" Penyelenggaraan pemilihan aman Covid-19 telah berhasil diselenggarakan diberbagai negara sebagai bukti kemampuan pelaksanaan pemilu di tengah pandemi Covid-19 menjadi barometer ukuran bagi tingkat indeks demokrasi suatu negara yang diakui dihadapan internasional," ujarnya.
Sehingga, kata dia, keputusan persetujuan bersama Pemerintah, DPR, dan KPU untuk menyelenggarakan pilkada 9 Desember 2020 secara menyeluruh adalah langkah yang konstitusional dan proporsional dengan mempertimbangan keamanan protokol kesehatan Covid-19.
"Dengan demikian kondisi ketidakpastian berakhirnya wabah pandemi Covid-19 dan dalam waktu yang sangat singkat kedepan untuk menghadapi berakhirnya masa jabatan kepala daerah di 270 daerah tidak memungkinkan suatu negara berdaulat yang demokratis untuk membiarkan tidak menyelenggarakan proses pemilihan lanjutan demi keberlangsungan pemerintahan daerah yang efektif, efisien dan power full dalam mengambil keputusan yang strategis," ujarnya.
Tabrak Asas Pilkada
Sebelumnya diberitakan Kompas.com, Pakar Otonomi Daerah, Djohermansyah Djohan mengatakan bahwa Pilkada Serentak 2020 yang dijadwalkan pada 9 Desember 2020 menabrak tiga asas pelaksanaan pilkada.
Pertama, ia mengatakan, semestinya pilkada tidak boleh dilaksanakan jika sedang ada bencana.
Menurut Djohermansyah, asas tersebut tercantum dalam UU Nomor 7 Tahun 2017 tentang Pemilu.

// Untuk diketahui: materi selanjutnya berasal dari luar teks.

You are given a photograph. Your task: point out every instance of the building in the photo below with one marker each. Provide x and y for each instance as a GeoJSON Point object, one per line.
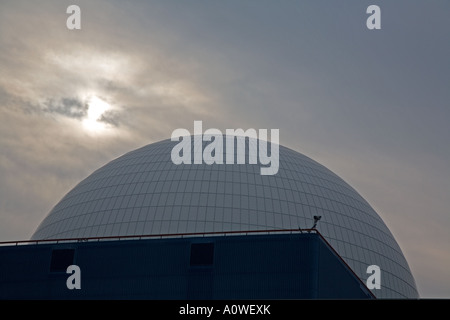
{"type": "Point", "coordinates": [217, 209]}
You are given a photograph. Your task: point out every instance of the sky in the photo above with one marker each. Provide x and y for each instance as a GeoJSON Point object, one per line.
{"type": "Point", "coordinates": [371, 105]}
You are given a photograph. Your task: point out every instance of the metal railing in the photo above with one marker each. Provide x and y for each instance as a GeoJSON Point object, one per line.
{"type": "Point", "coordinates": [160, 236]}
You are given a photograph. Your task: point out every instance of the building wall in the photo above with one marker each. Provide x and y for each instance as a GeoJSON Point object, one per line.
{"type": "Point", "coordinates": [281, 266]}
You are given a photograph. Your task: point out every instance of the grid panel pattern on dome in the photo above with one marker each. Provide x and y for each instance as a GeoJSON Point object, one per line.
{"type": "Point", "coordinates": [143, 192]}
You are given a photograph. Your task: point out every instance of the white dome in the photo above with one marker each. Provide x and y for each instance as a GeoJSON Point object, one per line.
{"type": "Point", "coordinates": [143, 192]}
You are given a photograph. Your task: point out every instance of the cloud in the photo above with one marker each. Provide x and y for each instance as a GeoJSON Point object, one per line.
{"type": "Point", "coordinates": [373, 107]}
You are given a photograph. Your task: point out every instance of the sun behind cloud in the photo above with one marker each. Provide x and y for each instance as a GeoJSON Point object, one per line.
{"type": "Point", "coordinates": [96, 108]}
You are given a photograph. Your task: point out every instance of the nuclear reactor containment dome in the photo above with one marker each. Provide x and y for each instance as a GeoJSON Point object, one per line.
{"type": "Point", "coordinates": [144, 192]}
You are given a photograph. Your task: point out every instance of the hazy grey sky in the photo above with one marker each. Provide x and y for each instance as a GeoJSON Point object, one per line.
{"type": "Point", "coordinates": [371, 105]}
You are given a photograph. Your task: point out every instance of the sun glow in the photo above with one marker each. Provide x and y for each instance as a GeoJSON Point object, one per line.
{"type": "Point", "coordinates": [96, 108]}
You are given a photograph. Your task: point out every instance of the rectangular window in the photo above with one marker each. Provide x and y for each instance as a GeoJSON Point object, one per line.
{"type": "Point", "coordinates": [202, 254]}
{"type": "Point", "coordinates": [61, 259]}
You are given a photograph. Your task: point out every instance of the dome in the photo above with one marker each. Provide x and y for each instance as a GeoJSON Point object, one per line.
{"type": "Point", "coordinates": [144, 192]}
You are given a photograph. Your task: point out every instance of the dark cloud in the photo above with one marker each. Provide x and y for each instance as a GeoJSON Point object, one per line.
{"type": "Point", "coordinates": [68, 107]}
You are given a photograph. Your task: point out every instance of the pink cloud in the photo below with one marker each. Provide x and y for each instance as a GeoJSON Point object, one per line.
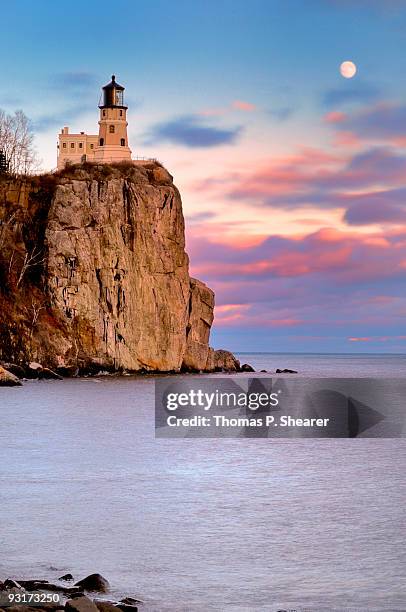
{"type": "Point", "coordinates": [334, 117]}
{"type": "Point", "coordinates": [244, 106]}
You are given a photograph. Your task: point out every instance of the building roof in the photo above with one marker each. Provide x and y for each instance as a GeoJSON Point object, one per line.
{"type": "Point", "coordinates": [113, 84]}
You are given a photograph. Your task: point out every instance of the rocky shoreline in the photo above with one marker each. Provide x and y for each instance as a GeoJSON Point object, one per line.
{"type": "Point", "coordinates": [37, 594]}
{"type": "Point", "coordinates": [12, 375]}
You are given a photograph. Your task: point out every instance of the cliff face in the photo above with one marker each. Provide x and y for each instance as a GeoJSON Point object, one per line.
{"type": "Point", "coordinates": [94, 273]}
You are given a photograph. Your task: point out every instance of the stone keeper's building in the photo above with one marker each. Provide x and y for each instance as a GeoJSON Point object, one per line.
{"type": "Point", "coordinates": [111, 144]}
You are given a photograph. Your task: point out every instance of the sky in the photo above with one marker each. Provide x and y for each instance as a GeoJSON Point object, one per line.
{"type": "Point", "coordinates": [293, 179]}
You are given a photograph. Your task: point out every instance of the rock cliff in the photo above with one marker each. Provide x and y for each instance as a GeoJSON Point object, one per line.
{"type": "Point", "coordinates": [94, 274]}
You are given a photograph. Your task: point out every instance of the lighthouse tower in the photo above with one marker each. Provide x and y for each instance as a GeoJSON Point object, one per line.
{"type": "Point", "coordinates": [112, 145]}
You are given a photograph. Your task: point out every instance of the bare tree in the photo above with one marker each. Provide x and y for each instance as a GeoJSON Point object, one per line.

"Pertama, tidak ada pilkada bila ada bencana. Itu dalil dan dimunculkan normanya dalam undang-undang kita. Jadi begitu ada bencana, apalagi ini bencana nonalam nasional," kata Djohermansyah dalam diskusi "Pilkada Langsung Tetap Berlangsung?" oleh Populi Center dan Smart FM Network, Sabtu (13/6/2020).
Wabah Covid-19 ditetapkan sebagai bencana nasional lewat Keputusan Presiden Nomor 12 Tahun 2020 tentang Penetapan Bencana Nonalam Penyebaran Corona Virus Disease 2019 pada 13 April.
Menurut Djohermansyah, keputusan pemerintah dan DPR melaksanakan pilkada pada Desember mendatang tidak berlandaskan pada kajian saintifik mengenai pandemi Covid-19.
"Kurva melandai itu sampai sekarang tidak terjadi. Kawan-kawan ahli epidemiologi tidak diajak dalam pengambilan keputusan ini," ucapnya.
Kedua, dia menyatakan bahwa pilkada sejatinya menjadi pesta demokrasi yang aman dan tenang.
Djohermansyah pun mempertanyakan kesiapan penyediaan protokol kesehatan Covid-19 yang memadai dalam seluruh tahapan Pilkada 2020.
"Tidak digelar pesta pilkada yang seharusnya menyenangkan, tenang dan aman. Ketika orang tidak nyaman dan tidak tenang. Jika orang masih memikirkan keselamatan dirinya. Ini 300 ribu TPS lebih, apa ada alat-alat logistik di BNPB?" ujar dia.